CJC-1295 occupies an interesting position in peptide medicine: the pharmacokinetics are well characterized (the 2006 Teichman study is robust), the mechanism is sound, and the biological plausibility of the claimed benefits is strong — but the gap between "plausible from mechanism" and "proven in humans" remains wide. No completed human RCT has measured the body composition or recovery outcomes people are most interested in.

The DAC vs. no-DAC distinction matters enormously in practice. Most clinicians who work with this peptide professionally prefer Mod GRF 1-29 (no DAC) because it preserves pulsatile GH physiology and natural feedback regulation. The CJC-1295 + Ipamorelin combination represents the current clinical standard for GH peptide optimization, offering mechanistic synergy through independent receptor pathways.

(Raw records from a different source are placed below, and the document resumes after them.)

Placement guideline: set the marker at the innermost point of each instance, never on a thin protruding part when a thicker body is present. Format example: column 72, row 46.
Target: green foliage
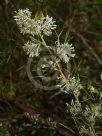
column 28, row 110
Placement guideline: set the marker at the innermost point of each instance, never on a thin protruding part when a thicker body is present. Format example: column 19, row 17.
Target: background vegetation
column 26, row 111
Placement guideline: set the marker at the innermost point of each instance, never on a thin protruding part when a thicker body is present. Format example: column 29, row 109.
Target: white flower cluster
column 65, row 51
column 36, row 26
column 75, row 107
column 32, row 48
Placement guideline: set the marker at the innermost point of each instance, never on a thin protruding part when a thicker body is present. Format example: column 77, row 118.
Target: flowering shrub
column 37, row 29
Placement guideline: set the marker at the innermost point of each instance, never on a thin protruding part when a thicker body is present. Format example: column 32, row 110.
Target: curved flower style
column 35, row 26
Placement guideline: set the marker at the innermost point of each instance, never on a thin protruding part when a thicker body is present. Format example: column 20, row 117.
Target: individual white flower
column 32, row 49
column 65, row 51
column 48, row 25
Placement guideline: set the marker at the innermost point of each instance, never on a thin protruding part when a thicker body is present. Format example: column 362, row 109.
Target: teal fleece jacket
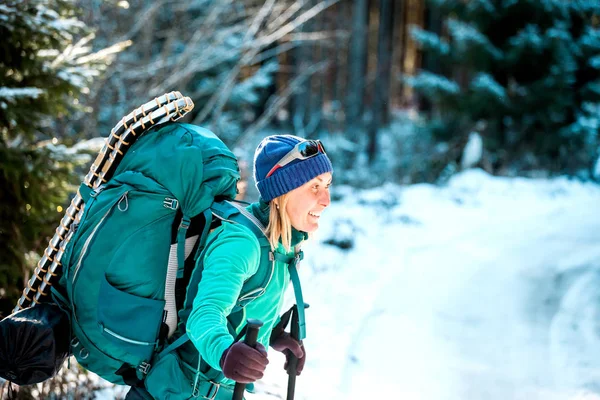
column 229, row 261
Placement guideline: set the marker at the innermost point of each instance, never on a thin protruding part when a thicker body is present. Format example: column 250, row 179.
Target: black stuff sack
column 34, row 343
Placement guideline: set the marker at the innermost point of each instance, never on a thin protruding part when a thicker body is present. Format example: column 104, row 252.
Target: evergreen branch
column 276, row 102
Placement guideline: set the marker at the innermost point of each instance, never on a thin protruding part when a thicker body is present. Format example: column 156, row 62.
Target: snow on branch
column 429, row 40
column 465, row 34
column 12, row 94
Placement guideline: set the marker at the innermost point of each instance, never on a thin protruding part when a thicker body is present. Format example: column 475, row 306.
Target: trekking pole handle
column 251, row 338
column 293, row 360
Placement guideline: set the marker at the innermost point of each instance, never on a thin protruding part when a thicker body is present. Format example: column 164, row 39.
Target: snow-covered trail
column 488, row 288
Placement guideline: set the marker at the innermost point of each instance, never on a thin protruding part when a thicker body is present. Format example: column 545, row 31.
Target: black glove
column 243, row 363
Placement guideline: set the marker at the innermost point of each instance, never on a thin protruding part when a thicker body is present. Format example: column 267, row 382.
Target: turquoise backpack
column 130, row 260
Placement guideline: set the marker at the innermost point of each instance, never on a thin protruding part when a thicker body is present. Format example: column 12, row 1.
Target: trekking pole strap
column 299, row 298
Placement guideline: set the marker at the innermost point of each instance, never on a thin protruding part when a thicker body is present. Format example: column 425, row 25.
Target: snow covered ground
column 487, row 288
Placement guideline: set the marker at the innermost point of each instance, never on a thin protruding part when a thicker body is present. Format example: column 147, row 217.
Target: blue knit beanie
column 287, row 178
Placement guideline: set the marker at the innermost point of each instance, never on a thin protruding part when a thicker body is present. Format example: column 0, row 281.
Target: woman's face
column 307, row 202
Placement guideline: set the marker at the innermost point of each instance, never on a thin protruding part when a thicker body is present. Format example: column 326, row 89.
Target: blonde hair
column 280, row 226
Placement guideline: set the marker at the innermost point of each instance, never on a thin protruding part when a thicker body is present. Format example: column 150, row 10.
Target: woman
column 293, row 176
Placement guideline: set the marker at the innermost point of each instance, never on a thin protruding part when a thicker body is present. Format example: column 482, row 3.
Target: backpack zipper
column 124, row 339
column 260, row 291
column 89, row 240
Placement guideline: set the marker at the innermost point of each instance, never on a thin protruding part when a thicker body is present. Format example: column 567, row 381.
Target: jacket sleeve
column 229, row 261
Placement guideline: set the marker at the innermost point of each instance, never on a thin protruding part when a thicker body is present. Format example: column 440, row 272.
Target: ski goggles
column 301, row 151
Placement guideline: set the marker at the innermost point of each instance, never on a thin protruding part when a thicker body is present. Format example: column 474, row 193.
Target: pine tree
column 525, row 75
column 223, row 55
column 45, row 66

The regulatory picture is actively shifting. The expected restoration of compounding access in late 2026 may substantially change how CJC-1295 is prescribed and accessed. Anyone interested in using it should work with a physician who can order baseline IGF-1 testing, monitor for side effects, and navigate the evolving legal landscape.

This article is for educational and informational purposes only. CJC-1295 is not FDA-approved and requires physician oversight in any legitimate clinical context. Consult a qualified healthcare provider before starting any peptide therapy.